Integron acquisition is considered the major cause of multiple resistance in gram-negative species, mainly in enteric bacteria and pseudomonads. Several studies have shown that 43 to 50% of recent European clinical isolates carried detectable integrons and that these strains were statistically more likely to be resistant to antibiotics than integron-negative strains (26, 33). Previously, Roy and colleagues found that about 75% of aminoglycoside-resistant clinical isolates carried an integron (28). Integrons are less frequently represented in the ECOR strains; only 4 out of the 11 aminoglycoside-resistant strains carry a class 1 integron (Table 4), and all 4 contain an aadA cassette encoding streptomycin and spectinomycin resistance. These strains were found in groups A, D, and E (Tables 2 and 4).

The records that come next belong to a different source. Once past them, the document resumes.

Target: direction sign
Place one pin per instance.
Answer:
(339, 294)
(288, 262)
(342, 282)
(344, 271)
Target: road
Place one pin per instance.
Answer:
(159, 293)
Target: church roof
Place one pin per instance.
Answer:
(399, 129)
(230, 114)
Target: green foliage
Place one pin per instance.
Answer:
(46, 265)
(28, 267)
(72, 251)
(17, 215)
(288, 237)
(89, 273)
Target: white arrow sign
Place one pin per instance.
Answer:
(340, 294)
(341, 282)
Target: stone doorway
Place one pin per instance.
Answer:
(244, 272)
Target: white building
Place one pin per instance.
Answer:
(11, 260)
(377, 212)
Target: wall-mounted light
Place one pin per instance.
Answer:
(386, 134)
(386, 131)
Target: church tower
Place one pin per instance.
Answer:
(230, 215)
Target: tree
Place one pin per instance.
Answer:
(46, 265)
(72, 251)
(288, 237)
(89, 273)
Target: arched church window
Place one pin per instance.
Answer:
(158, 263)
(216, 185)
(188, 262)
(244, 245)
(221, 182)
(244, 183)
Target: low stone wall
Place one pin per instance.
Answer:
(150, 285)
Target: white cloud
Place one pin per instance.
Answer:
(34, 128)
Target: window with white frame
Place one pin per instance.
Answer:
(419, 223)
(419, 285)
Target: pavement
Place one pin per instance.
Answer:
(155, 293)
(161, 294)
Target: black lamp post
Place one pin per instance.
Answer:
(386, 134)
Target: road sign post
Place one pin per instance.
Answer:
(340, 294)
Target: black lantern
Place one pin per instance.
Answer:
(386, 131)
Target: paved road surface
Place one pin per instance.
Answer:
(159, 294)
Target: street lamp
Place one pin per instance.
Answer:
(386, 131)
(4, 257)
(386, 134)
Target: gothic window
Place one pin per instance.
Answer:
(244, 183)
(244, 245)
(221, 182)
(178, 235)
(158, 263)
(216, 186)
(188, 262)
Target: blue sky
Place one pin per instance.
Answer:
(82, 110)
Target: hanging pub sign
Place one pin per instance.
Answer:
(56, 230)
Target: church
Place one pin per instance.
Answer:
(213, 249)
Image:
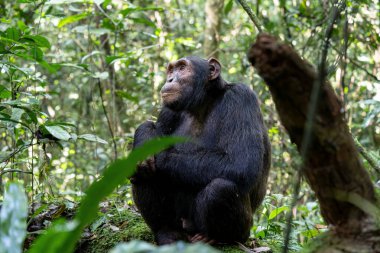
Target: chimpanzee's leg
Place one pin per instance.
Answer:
(221, 213)
(157, 204)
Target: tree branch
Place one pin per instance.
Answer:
(251, 15)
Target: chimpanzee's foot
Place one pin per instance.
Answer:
(167, 236)
(202, 238)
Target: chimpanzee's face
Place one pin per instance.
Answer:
(187, 82)
(179, 84)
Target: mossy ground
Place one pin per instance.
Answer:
(114, 227)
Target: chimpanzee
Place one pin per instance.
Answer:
(208, 188)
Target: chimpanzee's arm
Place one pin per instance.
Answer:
(166, 123)
(239, 149)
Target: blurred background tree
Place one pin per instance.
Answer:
(78, 76)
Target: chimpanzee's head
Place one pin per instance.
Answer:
(189, 80)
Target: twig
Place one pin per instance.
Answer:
(251, 15)
(315, 94)
(16, 151)
(344, 61)
(108, 120)
(374, 164)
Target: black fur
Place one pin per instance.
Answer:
(213, 184)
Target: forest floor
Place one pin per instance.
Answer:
(114, 224)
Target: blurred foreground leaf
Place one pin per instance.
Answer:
(13, 215)
(179, 247)
(62, 236)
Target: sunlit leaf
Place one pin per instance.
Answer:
(58, 132)
(12, 34)
(38, 40)
(228, 7)
(72, 19)
(92, 137)
(144, 21)
(277, 211)
(127, 11)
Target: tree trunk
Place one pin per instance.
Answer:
(332, 167)
(213, 11)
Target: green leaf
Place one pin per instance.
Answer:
(12, 34)
(58, 132)
(92, 137)
(100, 75)
(127, 11)
(4, 92)
(228, 7)
(62, 237)
(36, 54)
(144, 21)
(17, 113)
(13, 219)
(277, 211)
(72, 19)
(39, 40)
(53, 2)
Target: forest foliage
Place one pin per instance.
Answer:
(78, 76)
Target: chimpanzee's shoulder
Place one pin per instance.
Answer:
(240, 91)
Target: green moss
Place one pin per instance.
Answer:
(117, 227)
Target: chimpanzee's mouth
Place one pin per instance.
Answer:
(168, 94)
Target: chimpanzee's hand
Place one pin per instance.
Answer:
(144, 132)
(145, 170)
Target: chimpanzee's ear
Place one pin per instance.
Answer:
(215, 67)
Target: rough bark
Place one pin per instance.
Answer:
(332, 167)
(213, 11)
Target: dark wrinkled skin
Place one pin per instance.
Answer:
(208, 188)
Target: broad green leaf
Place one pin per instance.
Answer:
(17, 113)
(72, 19)
(4, 92)
(127, 11)
(13, 215)
(92, 137)
(58, 132)
(37, 54)
(52, 2)
(62, 237)
(100, 75)
(228, 7)
(144, 21)
(39, 40)
(12, 34)
(277, 211)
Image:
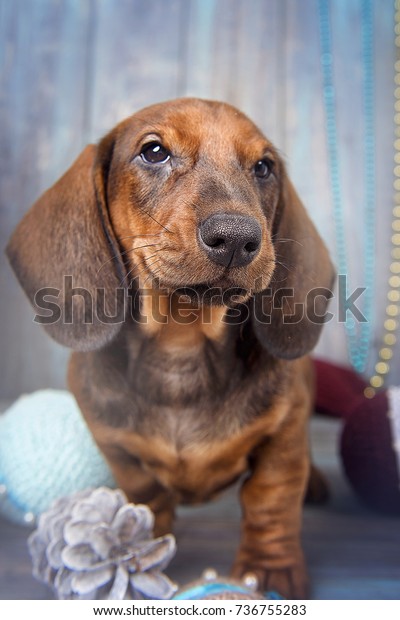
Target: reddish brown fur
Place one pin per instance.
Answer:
(182, 397)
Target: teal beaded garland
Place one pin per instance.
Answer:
(358, 335)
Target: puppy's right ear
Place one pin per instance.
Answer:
(64, 248)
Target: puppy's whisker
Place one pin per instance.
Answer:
(288, 240)
(149, 245)
(156, 221)
(143, 235)
(145, 267)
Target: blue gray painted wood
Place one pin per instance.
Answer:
(71, 69)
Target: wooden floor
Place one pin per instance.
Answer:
(352, 553)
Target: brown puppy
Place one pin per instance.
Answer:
(186, 274)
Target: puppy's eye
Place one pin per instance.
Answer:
(263, 168)
(154, 153)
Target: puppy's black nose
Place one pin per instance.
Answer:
(230, 240)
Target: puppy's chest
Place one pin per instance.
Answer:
(177, 389)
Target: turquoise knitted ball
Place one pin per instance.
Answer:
(46, 452)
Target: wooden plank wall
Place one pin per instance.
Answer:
(70, 69)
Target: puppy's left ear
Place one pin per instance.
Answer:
(64, 248)
(288, 316)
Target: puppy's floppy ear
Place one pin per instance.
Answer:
(289, 315)
(64, 250)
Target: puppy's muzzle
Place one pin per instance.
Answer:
(230, 240)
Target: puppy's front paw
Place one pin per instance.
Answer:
(290, 582)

Three of these strains (ECOR strains 3, 37, and 48) carried an In2 integron, while the fourth (ECOR strain 31) carried an integron containing a single aadA cassette not previously described (see below). All four gave positive results in PCR screening for the mer-1 locus carried by the family of Tn21-like transposons. These transposons also contain a class 1 integron (8, 29). We have confirmed the presence of Tn21 in strains 3, 37, and 48; however, only three strains (3, 31, and 48), were found to be resistant to mercuric chloride (Table 2). Our results differ from those obtained by Summers and colleagues, who found seven Hg^r strains in the ECOR collection (ECOR strains 3, 31, 34, 37, 41, 48, and 65) (30, 59). This discrepancy is likely due to differences in the protocols followed in the two studies.

The integron of ECOR strain 31 has been found to contain a novel resistance cassette, aadA7, encoding an aminoglycoside adenylyltransferase. Its product is closely related to other AAD(3") enzymes found in gram-negative bacteria; it has about 70% identity with the enzymes encoded by aadA1a, aadA1b, and aadA2, 55% identity with that encoded by aadA3, and 44% identity with that encoded by aadA(Sch) (Fig. 1A). Notably, with the exception of aadA(Sch) from Salmonella enterica serovar Choleraesuis, all the gram-negative AAD(3") enzymes are carried on integron cassettes. The attC site associated with aadA7 is closely related to those found in six other resistance cassettes (Fig. 1B). Three correspond to the aadA1a, aadA1b, and aadA2 cassettes, whose genes are also highly similar to aadA7. However, the qacF-associated attC site (43) is most similar, with only one difference out of 51 nucleotides (from the inverse core site to the G of the core site; see Fig. 1B). Other related attC sites are those found in the aacA cassette, which encodes an aminoglycoside 6′-acetyltransferase, and the aadA1a cassette (Fig. 1B). This family of related attC sites seems to be the type most represented among resistance cassettes. Conservation of associated attC sites among unrelated cassettes is typical of the situation found in the Vibrio cholerae and related superintegrons (36), supporting the hypothesis that resistance cassettes are picked up from superintegron cassette pools. Furthermore, this suggests that such cassettes are independently assembled from unrelated genes and related attC sites, probably from the wide variety of bacterial species which contain superintegrons (51).